Pattern signal: General problem-solving
{"headers":{"players":["player_id","name","age","position","team"]},"rows":{"players":[[846,"Mason",21,"Forward","RealMadrid"],[749,"Riley",30,"Winger","Barcelona"],[155,"Bob",28,"Striker","ManchesterUnited"],[583,"Isabella",32,"Goalkeeper","Liverpool"],[388,"Zachary",24,"Midfielder","BayernMunich"],[883,"Ava",23,"Defender","Chelsea"],[355,"Violet",18,"Striker","Juventus"],[247,"Thomas",27,"Striker","ParisSaint-Germain"],[761,"Jack",33,"Midfielder","ManchesterCity"],[642,"Charlie",36,"Center-back","Arsenal"]]}}Source-backed implementations are provided below for direct study and interview prep.

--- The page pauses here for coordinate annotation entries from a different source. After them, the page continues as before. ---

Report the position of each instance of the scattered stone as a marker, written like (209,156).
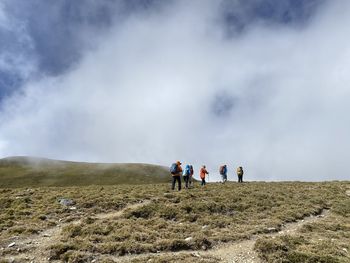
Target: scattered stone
(66,202)
(196,254)
(12,244)
(271,229)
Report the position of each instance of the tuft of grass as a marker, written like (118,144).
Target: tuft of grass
(194,219)
(37,172)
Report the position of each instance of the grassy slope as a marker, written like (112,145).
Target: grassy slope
(28,172)
(210,215)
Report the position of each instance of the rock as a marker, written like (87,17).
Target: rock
(271,229)
(196,254)
(66,202)
(12,244)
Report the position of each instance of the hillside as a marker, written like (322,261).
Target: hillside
(29,172)
(261,222)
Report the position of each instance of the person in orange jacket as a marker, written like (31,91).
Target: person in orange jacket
(202,174)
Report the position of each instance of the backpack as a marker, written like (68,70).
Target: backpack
(191,170)
(187,171)
(222,170)
(173,168)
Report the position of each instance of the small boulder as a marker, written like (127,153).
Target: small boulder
(12,244)
(66,202)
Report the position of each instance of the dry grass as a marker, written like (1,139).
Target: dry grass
(211,215)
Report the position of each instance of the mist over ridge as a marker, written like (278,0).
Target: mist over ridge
(185,81)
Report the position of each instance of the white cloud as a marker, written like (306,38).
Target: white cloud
(146,95)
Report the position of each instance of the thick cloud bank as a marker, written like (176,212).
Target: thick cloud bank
(172,84)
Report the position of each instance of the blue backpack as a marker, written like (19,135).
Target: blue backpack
(173,168)
(187,171)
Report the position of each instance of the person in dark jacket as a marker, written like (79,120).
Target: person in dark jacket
(240,174)
(177,176)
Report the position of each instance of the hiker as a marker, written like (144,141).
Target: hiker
(191,176)
(240,174)
(176,171)
(202,174)
(186,175)
(223,172)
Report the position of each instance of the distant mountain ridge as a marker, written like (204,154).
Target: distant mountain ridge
(25,171)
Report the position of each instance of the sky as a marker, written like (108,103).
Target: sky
(260,84)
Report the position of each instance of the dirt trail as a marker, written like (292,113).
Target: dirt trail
(35,248)
(236,252)
(243,251)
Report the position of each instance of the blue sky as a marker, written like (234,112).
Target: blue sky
(52,28)
(254,83)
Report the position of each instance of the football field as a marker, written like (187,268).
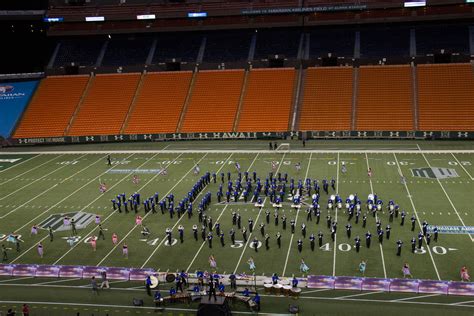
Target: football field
(433,183)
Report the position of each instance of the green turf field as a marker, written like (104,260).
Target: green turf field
(35,185)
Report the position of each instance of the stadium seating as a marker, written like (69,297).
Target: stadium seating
(159,104)
(446,97)
(384,99)
(327,102)
(214,101)
(106,105)
(268,99)
(52,106)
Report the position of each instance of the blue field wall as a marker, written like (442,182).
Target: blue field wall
(14,96)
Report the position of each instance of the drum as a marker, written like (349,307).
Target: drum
(154,281)
(284,282)
(170,278)
(286,290)
(267,281)
(277,289)
(268,288)
(295,292)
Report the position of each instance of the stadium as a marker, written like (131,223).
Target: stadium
(230,157)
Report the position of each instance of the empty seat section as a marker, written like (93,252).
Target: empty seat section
(52,107)
(327,100)
(106,105)
(214,101)
(384,99)
(267,101)
(446,97)
(159,104)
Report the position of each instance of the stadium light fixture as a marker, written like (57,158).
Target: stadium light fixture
(197,14)
(146,17)
(95,18)
(414,4)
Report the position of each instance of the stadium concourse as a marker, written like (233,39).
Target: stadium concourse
(428,181)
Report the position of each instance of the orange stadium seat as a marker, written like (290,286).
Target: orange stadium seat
(384,99)
(106,105)
(159,104)
(267,102)
(446,97)
(327,99)
(52,106)
(214,101)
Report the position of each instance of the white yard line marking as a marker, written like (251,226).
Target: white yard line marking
(177,222)
(112,213)
(19,164)
(204,242)
(256,222)
(416,214)
(381,301)
(248,151)
(449,199)
(50,208)
(376,218)
(296,221)
(414,297)
(357,295)
(335,218)
(462,166)
(315,291)
(32,169)
(125,306)
(58,281)
(144,217)
(38,179)
(460,303)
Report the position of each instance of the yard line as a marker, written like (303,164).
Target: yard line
(58,281)
(204,242)
(50,208)
(45,237)
(177,222)
(335,218)
(29,170)
(112,213)
(146,215)
(416,213)
(449,199)
(256,221)
(38,179)
(357,295)
(127,307)
(296,221)
(19,164)
(376,218)
(462,166)
(414,297)
(460,303)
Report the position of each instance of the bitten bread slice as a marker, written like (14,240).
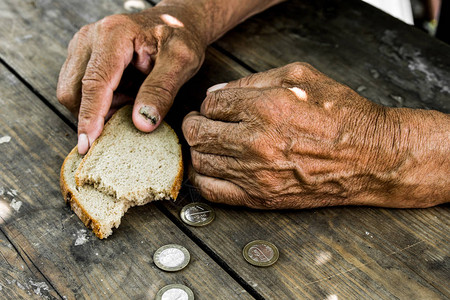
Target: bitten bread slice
(98,211)
(132,165)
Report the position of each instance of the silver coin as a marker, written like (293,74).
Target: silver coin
(197,214)
(261,253)
(171,257)
(175,292)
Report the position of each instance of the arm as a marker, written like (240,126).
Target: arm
(144,57)
(293,138)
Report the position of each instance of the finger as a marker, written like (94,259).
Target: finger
(292,75)
(69,83)
(213,137)
(103,74)
(219,190)
(226,167)
(119,100)
(174,65)
(230,105)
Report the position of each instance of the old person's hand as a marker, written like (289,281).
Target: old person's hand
(293,138)
(143,57)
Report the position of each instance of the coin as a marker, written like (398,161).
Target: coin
(171,257)
(197,214)
(260,253)
(175,292)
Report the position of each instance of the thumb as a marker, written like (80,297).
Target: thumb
(155,97)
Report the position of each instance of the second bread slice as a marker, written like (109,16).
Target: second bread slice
(132,165)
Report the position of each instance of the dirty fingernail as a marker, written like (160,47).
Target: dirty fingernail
(83,143)
(150,114)
(217,87)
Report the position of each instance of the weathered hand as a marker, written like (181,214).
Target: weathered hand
(109,60)
(294,138)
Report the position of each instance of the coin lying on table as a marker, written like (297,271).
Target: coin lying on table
(260,253)
(171,257)
(175,292)
(197,214)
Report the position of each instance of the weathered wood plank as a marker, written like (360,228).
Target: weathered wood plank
(77,264)
(19,278)
(332,251)
(358,268)
(34,36)
(382,58)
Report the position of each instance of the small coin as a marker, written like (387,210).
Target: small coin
(171,257)
(261,253)
(175,292)
(197,214)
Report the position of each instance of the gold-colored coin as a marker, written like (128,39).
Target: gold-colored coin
(175,292)
(171,258)
(197,214)
(261,253)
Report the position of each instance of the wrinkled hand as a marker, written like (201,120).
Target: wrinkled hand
(293,138)
(143,57)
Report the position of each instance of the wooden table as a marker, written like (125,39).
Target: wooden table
(329,253)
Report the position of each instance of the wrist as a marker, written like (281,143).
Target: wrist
(411,165)
(424,178)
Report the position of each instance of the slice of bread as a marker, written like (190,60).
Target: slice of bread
(123,168)
(132,165)
(98,211)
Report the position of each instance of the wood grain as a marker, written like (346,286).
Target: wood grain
(19,278)
(74,261)
(384,59)
(351,253)
(34,36)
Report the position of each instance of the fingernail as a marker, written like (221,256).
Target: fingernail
(217,87)
(150,114)
(83,143)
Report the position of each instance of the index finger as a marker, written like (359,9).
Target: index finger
(109,58)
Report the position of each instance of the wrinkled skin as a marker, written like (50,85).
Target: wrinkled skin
(293,138)
(142,58)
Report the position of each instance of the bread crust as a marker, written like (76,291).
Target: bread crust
(75,205)
(71,198)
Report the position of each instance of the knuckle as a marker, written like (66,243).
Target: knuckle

// Accepted solution for LeetCode #2878: Get the Size of a DataFrame
// Auto-generated Java example from py.
class Solution {
public void exampleSolution() {
}
}
// Reference (py):
// # Accepted solution for LeetCode #2878: Get the Size of a DataFrame
// import pandas as pd
//
//
// def getDataframeSize(players: pd.DataFrame) -> List[int]:
// return list(players.shape)
// Accepted solution for LeetCode #2878: Get the Size of a DataFrame
// Auto-generated Go example from py.
func exampleSolution() {
}
// Reference (py):
// # Accepted solution for LeetCode #2878: Get the Size of a DataFrame
// import pandas as pd
//
//
// def getDataframeSize(players: pd.DataFrame) -> List[int]:
// return list(players.shape)
# Accepted solution for LeetCode #2878: Get the Size of a DataFrame
import pandas as pd
def getDataframeSize(players: pd.DataFrame) -> List[int]:
return list(players.shape)
// Accepted solution for LeetCode #2878: Get the Size of a DataFrame
// Rust example auto-generated from py reference.
// Replace the signature and local types with the exact LeetCode harness for this problem.
impl Solution {
pub fn rust_example() {
// Port the logic from the reference block below.
}
}
// Reference (py):
// # Accepted solution for LeetCode #2878: Get the Size of a DataFrame
// import pandas as pd
//
//
// def getDataframeSize(players: pd.DataFrame) -> List[int]:
// return list(players.shape)
// Accepted solution for LeetCode #2878: Get the Size of a DataFrame
// Auto-generated TypeScript example from py.
function exampleSolution(): void {
}
// Reference (py):
// # Accepted solution for LeetCode #2878: Get the Size of a DataFrame
// import pandas as pd
//
//
// def getDataframeSize(players: pd.DataFrame) -> List[int]:
// return list(players.shape)
Use this to step through a reusable interview workflow for this problem.
Two nested loops check every pair or subarray. The outer loop fixes a starting point, the inner loop extends or searches. For n elements this gives up to n²/2 operations. No extra space, but the quadratic time is prohibitive for large inputs.
Most array problems have an O(n²) brute force (nested loops) and an O(n) optimal (single pass with clever state tracking). The key is identifying what information to maintain as you scan: a running max, a prefix sum, a hash map of seen values, or two pointers.
Review these before coding to avoid predictable interview regressions.
Wrong move: Loop endpoints miss first/last candidate.
Usually fails on: Fails on minimal arrays and exact-boundary answers.
Fix: Re-derive loops from inclusive/exclusive ranges before coding.